Councillor Chris Ball was concerned that Royal British Legion poppy sales had been curtailed by licensing conditions, Teresa O’Neill knew nothing of that, and councillor Don Massey asked for Bexley’s Olympic volunteers to be given some recognition. This was said to be in hand.
Councillor Borella, as I said earlier, was in very good form and managed to get in a dig about the Conservatives’ addiction to Freemasonry. He said there were ten masons in the Tory ranks and none mentioned in the Register of Members’ Interests and few Tories have not removed their home addresses from the register. Leader Teresa O’Neill feigned ignorance of the omissions saying “I don’t look at them and I trust all our members”.
(Stefano, if you think a fair old number of Bexley’s Tories are cheats, liars and crooks why don’t you come right out with it and say so? To say their behaviour is “simply astounding” as you did doesn’t quite cut it.)
Councillor Munir Malik had been uncharacteristically quiet but my notes say that he referred to the care services contractor MCCH as “despicable”. Being so late in making this report I confess I don't actually remember him saying it but I suspect he would agree with the sentiment anyway. Munir was out of character again when he praised cabinet member Gareth Bacon for solving the County Gate fiasco although no one could doubt his real motive was to criticise the despicable councillor Peter Craske who had so publicly fallen out with Greenwich council and wrecked his chances of reaching an agreement with them.

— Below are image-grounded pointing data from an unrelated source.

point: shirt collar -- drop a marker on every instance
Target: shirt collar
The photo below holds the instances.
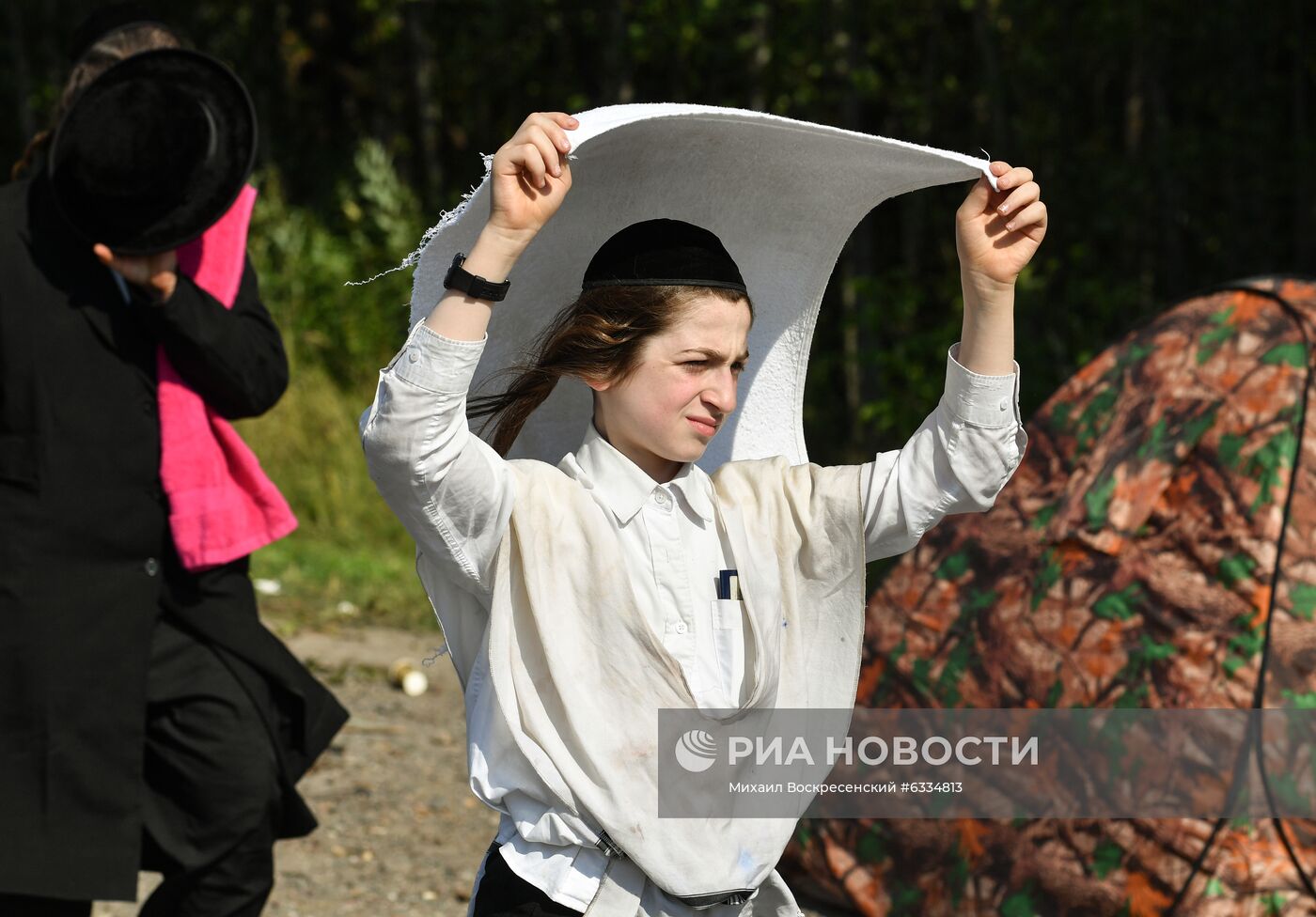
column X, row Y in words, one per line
column 624, row 486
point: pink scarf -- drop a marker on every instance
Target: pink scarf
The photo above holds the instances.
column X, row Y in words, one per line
column 221, row 505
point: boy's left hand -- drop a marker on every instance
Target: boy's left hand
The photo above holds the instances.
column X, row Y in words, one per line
column 994, row 243
column 155, row 273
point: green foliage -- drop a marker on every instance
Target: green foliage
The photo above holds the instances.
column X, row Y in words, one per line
column 306, row 259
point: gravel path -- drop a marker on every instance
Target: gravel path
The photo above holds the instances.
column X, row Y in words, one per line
column 400, row 833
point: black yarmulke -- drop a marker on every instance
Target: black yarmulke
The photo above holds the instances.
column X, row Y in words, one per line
column 661, row 253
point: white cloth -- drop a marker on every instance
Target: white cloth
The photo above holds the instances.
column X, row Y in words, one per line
column 451, row 492
column 782, row 194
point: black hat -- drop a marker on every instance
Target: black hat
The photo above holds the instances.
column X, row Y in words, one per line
column 664, row 252
column 153, row 151
column 107, row 20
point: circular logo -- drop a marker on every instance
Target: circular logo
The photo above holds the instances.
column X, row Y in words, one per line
column 697, row 750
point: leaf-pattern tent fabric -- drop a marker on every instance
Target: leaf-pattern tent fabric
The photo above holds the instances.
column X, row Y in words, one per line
column 1154, row 549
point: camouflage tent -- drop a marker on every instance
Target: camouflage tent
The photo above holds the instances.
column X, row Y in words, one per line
column 1155, row 549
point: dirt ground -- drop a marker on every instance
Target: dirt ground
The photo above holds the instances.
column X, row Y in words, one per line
column 400, row 833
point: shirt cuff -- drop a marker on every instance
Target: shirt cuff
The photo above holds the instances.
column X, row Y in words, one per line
column 437, row 364
column 980, row 400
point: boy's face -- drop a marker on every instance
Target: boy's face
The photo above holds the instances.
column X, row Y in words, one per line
column 683, row 387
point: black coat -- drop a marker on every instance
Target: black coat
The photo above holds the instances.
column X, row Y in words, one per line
column 86, row 554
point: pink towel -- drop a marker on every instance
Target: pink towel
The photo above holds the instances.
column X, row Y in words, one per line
column 221, row 505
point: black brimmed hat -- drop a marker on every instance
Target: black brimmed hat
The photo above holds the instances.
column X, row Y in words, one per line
column 153, row 151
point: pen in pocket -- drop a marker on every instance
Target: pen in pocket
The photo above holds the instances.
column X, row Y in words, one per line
column 728, row 584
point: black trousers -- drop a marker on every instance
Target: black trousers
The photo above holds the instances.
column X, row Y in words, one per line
column 210, row 795
column 502, row 893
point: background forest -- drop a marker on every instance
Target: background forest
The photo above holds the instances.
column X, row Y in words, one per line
column 1174, row 144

The following items on the Agenda were mainly reports from the various sub-committee chairmen which, if you have attended those meetings, present nothing new so at 21:40 I decided to bid farewell to the council chamber. Outside four policemen were still on guard paid for by the tax payer while thieves and muggers were free to run amok elsewhere in the borough. When the same thing was in evidence at the last Cabinet Meeting, the Bexley Council Monitoring Group’s Mick Barnbrook asked the police (under FOI) who requested the protection, who authorised it and how much it cost.
The reply from the newly appointed Superintendent Peter Ayling said no one asked for the police to be in attendance but Chief Superintendent Victor Olisa had suggested they should drop by when they could. “The police officers were there on their ward providing their normal policing duties” and “The officers did not provide any special service for Bexley Council”.
The policemen stationed outside the Civic Centre on 17th October 2011 were there for the duration, several attendees including myself engaged them in friendly banter about it. I saw three when I went into the chamber, I saw one inside the building at the half way stage and all three were outside when I left at 20:10. The police were clearly not on “normal policing duties”.
That’s all we need isn’t it? Another Bexley policeman prepared to lie in order to protect Bexley council.